Trwa wczytywanie strony. Proszę czekać...
Czwartek, 25 kwietnia. Imieniny: Jarosława, Marka, Wiki
02/09/2017 - 12:20

Dobra książka na wakacje (6). Sądeczanin poleca "Potęga Bożego szeptu. Jak usłyszeć cichy głos Boga w swoim życiu"

Bill Hybels, autor książki pt. "Potęga Bożego szeptu. Jak usłyszeć cichy głos Boga w swoim życiu" potwierdza, że sukces człowieka i pełna satysfakcja z życia możliwa jest wyłącznie dzięki Bogu. Jeśli człowiek otworzy się na Niego, usłyszy boskie szepty, z pokorą je zaakceptuje i podąży ich ścieżką – osiągnie pełnię życia i człowieczeństwa. Autor książki jest przekonany, że to właśnie dzięki Bożym podszeptom, wskazówkom może w pełni cieszyć się szczęściem rodzinnym, zawodowym… Podążając tropem rozważań autora książki, otwierajmy się na boskie głosy i przewartościowujmy własne życie. Jak? Odpowiedzi szukaj we wspomnianej wyżej książce…

Boskie podszepty dla rodziców

- Każdy rozsądnie myślący rodzic wie, że  dzieciom trzeba przekazywać to, co dobre, a nie to, co niewłaściwe. Rodzice pragną pozostawić po sobie dziedzictwo błogosławieństwa i mądrości, a nie głupoty i bólu. Pragną podążać za konkretnymi Bożymi wskazówkami, a nie żyć jedynie wedle swojego uznania – pisze Bill Hybels na kartach swojej książki. - Rodzice, którzy poważnie traktują swoją rolę, wiedzą, że duchowych wartości nie nauczą swoich dzieci jedynie za pomocą słów. Przetrwają tylko te, którymi nasze pociechy rzeczywiście posługiwały się  w swoim codziennym życiu. Stosując surowy, wojskowy dryl przy wpajaniu duchowych dogmatów i wykorzystują owe dogmaty do kontroli, a nie przemiany serca dziecka, wzbudzimy w naszych pociechach jedynie niechęć i bunt.

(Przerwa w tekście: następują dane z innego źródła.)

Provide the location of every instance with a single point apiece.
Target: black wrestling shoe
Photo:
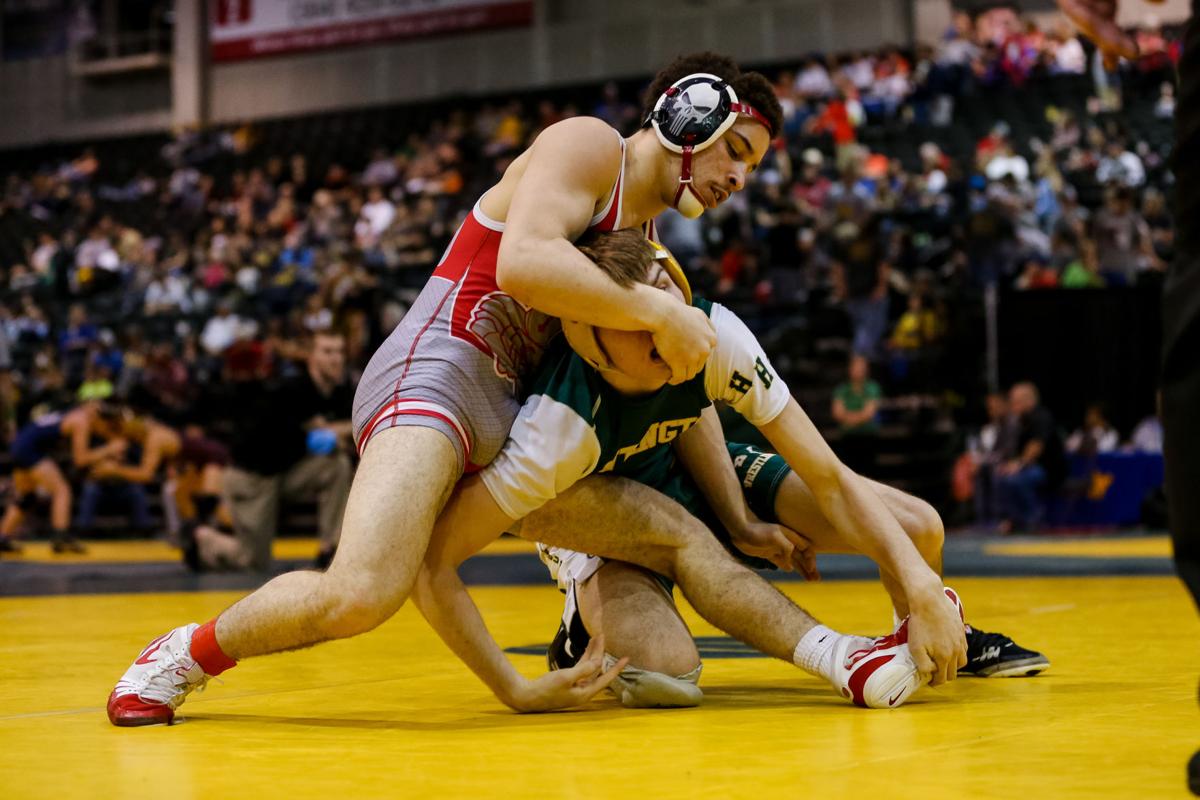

- Mądrzy rodzice, jak sugeruje Księga Powtórzonego Prawa, pozwalają dzieciom uczyć się prawdziwego życia i w ten sposób pomagają im budować duchowy fundament, na którym będą mogły oprzeć swoje przyszłe losy. Jednak według mojej teorii nawet jeśli ktoś napisałby podręcznik idealnego rodzicielstwa – i nawet gdyby każdy rodzic po niego sięgnął, a następnie gorliwie wypełnił wszystkie wskazówki – w życiu każdego ojca i każdej matki zdarzyłoby się kilka, a może kilkaset takich momentów, w których nie wiadomo, co dziecku doradzić i jak nim pokierować – dodaje.  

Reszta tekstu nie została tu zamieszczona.